Die Hui-Gemeinschaft prägt das Alltagsleben durch sichtbare Moscheen und Halal-Märkte, die man in nahezu jedem Ort antrifft. Wer durch die Straßen geht, bemerkt schnell, wie Religion und Alltagskultur hier eng miteinander verflochten sind.

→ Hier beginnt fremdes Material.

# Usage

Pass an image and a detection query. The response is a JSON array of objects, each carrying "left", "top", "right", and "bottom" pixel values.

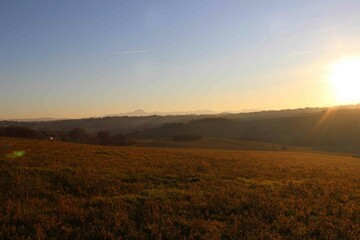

Die Hauptstadt der Präfektur, Linxia Stadt, ist der beste Ausgangspunkt für die Erkundung der Region, da hier die meisten Unterkünfte und Dienstleistungen zu finden sind. In den abgelegenen Gebirgsdistrikten sind die Verbindungen schwieriger und die Ausstattung begrenzter, weshalb eine vorherige Planung ratsam ist.
Linxia ist in China seit der Qing-Dynastie für die Herstellung runder Brillen bekannt, ein Handwerk, das lokale Handwerker bis heute betreiben. Diese ungewöhnliche Spezialität verschaffte der Region über Jahrhunderte Verbindungen zu Handelsnetzwerken weit über die Provinzgrenzen hinaus.